A 10-year update of a randomised, prospective study conducted by researchers at Fox Chase Cancer Center, USA, has found that conventional fractionated and moderate hypofractionated radiation therapy for localised prostate cancer were equally effective.
The study was headed by Eric Horwitz, MD, FABS, FASTRO, chair of the Department of Radiation Oncology at Fox Chase.
“It is the largest randomised single-institution study of its kind with the longest follow-up to date, he said.
The researchers compared moderate hypofractionated intensity-modulated radiation therapy (H-IMRT) and conventionally fractionated intensity-modulated radiation therapy (C-IMRT) in men with protocol-defined intermediate- and high-risk prostate adenocarcinoma who were randomised to one of the two treatment groups.
IMRT refers to a method for administering powerful doses of radiation with extremely high precision to targeted areas while sparing surrounding healthy organs.
Each treatment in radiation is called a fraction.
Conventional fractionation is administered five times a week for eight weeks; moderate hypofractionation is administered at a higher dose over less time.
“There was a theory back in the late ‘90s and early 2000s that if you gave more dose per treatment, you would shorten the time of overall treatment and that it would actually be more effective,” Horwitz said. “By the early 2000s we had the ability to safely do that, so we ran our own Phase III trial that involved 300 patients.”
In addition to radiation therapy, men with high-risk disease were prescribed 24 months of androgen deprivation therapy (ADT) and had lymph node irradiation.
Men with intermediate risk were prescribed four months of ADT at the discretion of the treating physician.
After five years of study, results published in 2013 showed that treatment with H-IMRT and C-IMRT were equally effective.

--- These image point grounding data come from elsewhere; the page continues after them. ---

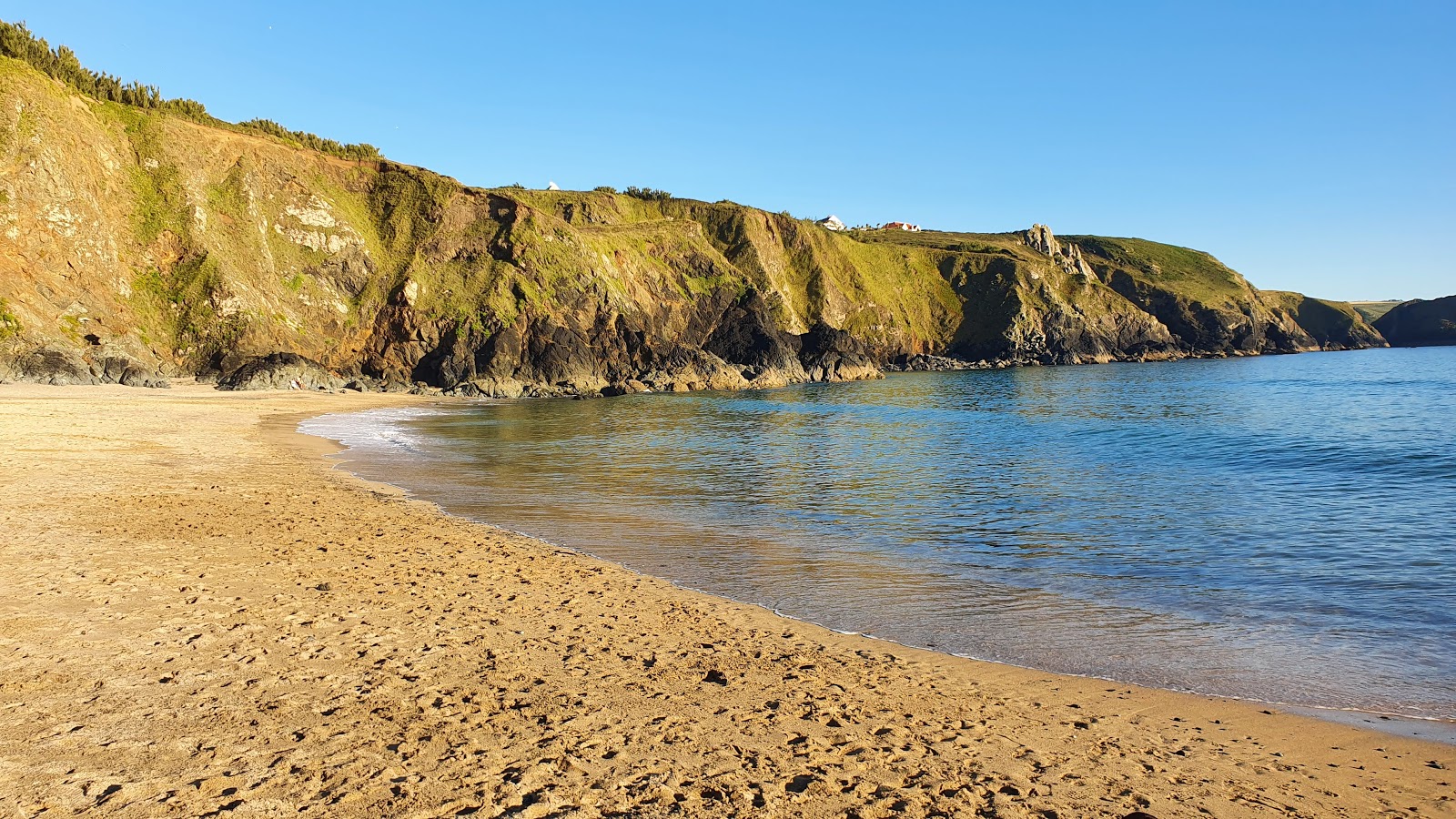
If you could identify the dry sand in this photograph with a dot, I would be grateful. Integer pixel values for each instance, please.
(198, 617)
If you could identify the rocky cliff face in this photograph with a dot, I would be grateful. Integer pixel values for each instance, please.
(136, 242)
(1420, 322)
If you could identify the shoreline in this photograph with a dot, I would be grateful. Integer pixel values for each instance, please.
(204, 602)
(1431, 729)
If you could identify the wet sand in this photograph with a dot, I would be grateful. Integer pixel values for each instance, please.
(200, 617)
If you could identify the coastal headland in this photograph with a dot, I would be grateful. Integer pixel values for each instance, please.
(201, 617)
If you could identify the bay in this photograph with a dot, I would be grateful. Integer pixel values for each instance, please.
(1269, 528)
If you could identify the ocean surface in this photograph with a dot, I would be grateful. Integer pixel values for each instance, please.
(1276, 528)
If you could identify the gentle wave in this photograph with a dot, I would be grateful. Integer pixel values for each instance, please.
(1274, 528)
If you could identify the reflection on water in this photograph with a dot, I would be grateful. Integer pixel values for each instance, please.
(1276, 528)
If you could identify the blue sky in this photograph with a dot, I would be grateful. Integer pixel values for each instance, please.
(1310, 146)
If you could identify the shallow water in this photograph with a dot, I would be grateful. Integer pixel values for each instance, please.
(1274, 528)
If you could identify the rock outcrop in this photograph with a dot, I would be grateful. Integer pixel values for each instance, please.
(281, 370)
(191, 249)
(1067, 256)
(1420, 322)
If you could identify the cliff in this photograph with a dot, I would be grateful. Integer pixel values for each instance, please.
(1420, 322)
(137, 244)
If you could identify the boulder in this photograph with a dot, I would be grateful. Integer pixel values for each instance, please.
(280, 370)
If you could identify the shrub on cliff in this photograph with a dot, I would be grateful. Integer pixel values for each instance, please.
(650, 194)
(16, 41)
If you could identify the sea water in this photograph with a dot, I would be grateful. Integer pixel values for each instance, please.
(1270, 528)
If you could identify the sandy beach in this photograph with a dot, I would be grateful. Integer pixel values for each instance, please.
(201, 617)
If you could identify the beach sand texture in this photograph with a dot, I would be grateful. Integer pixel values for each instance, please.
(200, 618)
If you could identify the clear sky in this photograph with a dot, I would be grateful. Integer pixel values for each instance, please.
(1310, 146)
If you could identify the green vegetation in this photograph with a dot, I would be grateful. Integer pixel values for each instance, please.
(186, 302)
(648, 194)
(18, 43)
(313, 142)
(9, 324)
(1188, 273)
(1370, 310)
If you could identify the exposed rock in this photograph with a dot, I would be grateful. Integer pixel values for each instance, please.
(65, 368)
(834, 354)
(922, 363)
(1420, 322)
(280, 370)
(412, 281)
(1041, 239)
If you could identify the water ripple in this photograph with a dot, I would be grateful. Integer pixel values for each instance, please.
(1274, 528)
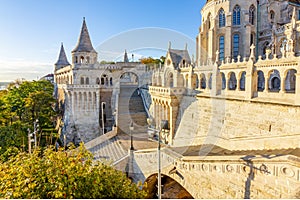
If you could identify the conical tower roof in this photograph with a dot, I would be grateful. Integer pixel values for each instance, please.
(126, 57)
(84, 42)
(62, 58)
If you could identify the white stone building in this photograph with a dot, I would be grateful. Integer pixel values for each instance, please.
(85, 84)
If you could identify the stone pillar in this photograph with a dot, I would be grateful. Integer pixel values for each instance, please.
(282, 84)
(251, 81)
(266, 84)
(246, 41)
(238, 83)
(228, 37)
(297, 89)
(210, 45)
(73, 102)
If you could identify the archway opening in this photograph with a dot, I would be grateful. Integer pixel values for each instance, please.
(290, 81)
(274, 81)
(171, 189)
(260, 81)
(129, 78)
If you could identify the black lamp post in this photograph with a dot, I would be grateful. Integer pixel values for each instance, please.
(131, 128)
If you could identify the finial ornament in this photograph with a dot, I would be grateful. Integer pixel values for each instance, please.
(217, 55)
(252, 55)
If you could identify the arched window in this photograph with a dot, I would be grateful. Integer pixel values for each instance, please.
(232, 81)
(252, 14)
(208, 21)
(236, 44)
(210, 82)
(221, 48)
(290, 81)
(274, 81)
(223, 81)
(243, 81)
(236, 18)
(81, 60)
(203, 81)
(260, 81)
(272, 15)
(170, 81)
(222, 19)
(252, 38)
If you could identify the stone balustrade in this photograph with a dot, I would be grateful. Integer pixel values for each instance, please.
(167, 91)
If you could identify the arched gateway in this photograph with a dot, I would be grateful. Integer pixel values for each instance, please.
(90, 91)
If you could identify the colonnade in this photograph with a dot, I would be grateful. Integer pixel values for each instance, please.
(81, 101)
(165, 110)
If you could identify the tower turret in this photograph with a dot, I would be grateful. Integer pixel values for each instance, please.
(126, 57)
(62, 59)
(84, 52)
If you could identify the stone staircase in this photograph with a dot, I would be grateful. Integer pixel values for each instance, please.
(131, 108)
(113, 146)
(109, 150)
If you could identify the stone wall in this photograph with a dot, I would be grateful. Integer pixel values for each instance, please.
(239, 125)
(225, 177)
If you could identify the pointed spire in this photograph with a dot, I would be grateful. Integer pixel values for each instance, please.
(294, 18)
(62, 58)
(126, 57)
(170, 45)
(84, 42)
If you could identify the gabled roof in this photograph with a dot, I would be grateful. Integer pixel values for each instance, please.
(125, 57)
(295, 1)
(84, 42)
(178, 56)
(62, 58)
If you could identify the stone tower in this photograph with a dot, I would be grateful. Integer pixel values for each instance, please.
(84, 52)
(62, 59)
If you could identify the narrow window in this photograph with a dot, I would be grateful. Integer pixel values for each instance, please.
(252, 15)
(272, 15)
(222, 21)
(236, 41)
(252, 39)
(237, 15)
(221, 48)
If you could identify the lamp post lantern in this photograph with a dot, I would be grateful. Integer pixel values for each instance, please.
(102, 115)
(159, 186)
(131, 128)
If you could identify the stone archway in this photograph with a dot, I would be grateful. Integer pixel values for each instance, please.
(129, 78)
(171, 189)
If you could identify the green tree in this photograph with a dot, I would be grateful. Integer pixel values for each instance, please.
(22, 104)
(59, 174)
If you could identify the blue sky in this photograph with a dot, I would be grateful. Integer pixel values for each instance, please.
(32, 30)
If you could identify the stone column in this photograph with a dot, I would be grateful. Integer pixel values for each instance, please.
(266, 84)
(73, 102)
(297, 89)
(282, 84)
(228, 37)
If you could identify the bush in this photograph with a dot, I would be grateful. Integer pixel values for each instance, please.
(61, 174)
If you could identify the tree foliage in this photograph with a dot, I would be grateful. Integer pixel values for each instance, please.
(21, 105)
(60, 174)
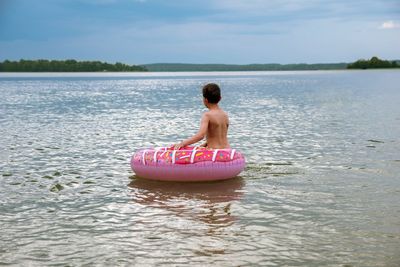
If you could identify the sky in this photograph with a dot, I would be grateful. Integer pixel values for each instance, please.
(200, 31)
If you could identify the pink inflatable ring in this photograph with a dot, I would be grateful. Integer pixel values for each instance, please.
(188, 164)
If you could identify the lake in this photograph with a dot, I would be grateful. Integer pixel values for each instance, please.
(321, 186)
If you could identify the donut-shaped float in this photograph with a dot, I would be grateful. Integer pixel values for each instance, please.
(188, 164)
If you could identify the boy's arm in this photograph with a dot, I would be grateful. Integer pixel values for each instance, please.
(199, 135)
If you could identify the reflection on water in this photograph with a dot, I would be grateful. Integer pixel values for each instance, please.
(206, 202)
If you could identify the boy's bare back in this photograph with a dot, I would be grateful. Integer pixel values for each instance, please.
(214, 123)
(217, 130)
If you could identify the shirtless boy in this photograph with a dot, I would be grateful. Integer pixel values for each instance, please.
(214, 123)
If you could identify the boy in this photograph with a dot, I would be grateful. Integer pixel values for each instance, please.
(214, 123)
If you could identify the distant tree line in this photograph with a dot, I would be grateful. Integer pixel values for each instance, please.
(70, 65)
(373, 63)
(249, 67)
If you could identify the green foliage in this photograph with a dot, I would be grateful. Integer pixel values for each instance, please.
(373, 63)
(250, 67)
(69, 65)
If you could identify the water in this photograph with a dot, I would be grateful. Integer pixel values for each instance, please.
(321, 186)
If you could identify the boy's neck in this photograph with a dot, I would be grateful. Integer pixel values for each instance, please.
(212, 106)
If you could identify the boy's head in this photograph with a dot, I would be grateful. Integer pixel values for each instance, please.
(212, 93)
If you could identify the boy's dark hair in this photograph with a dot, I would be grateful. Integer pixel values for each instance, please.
(212, 93)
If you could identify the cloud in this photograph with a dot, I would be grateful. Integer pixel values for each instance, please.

In 2018 the American Society for Radiation Oncology, the American Society of Clinical Oncology, and the American Urological Association released a joint publication saying hypofractionation should be the standard of care in the United States for treating men with prostate cancer.
“Our data was included in that because it’s one of the oldest and best sources of data,” Horwitz said.
“What’s exciting is that we have 10-year randomised prospective data, which is the gold standard for studies, and the original results held up. So the short course of treatment isn’t better, it’s the same. But that’s good because patients get done in five weeks instead of eight weeks. Essentially what the study shows is that it’s effective, it’s safe, and it’s just more convenient,” added Horwitz.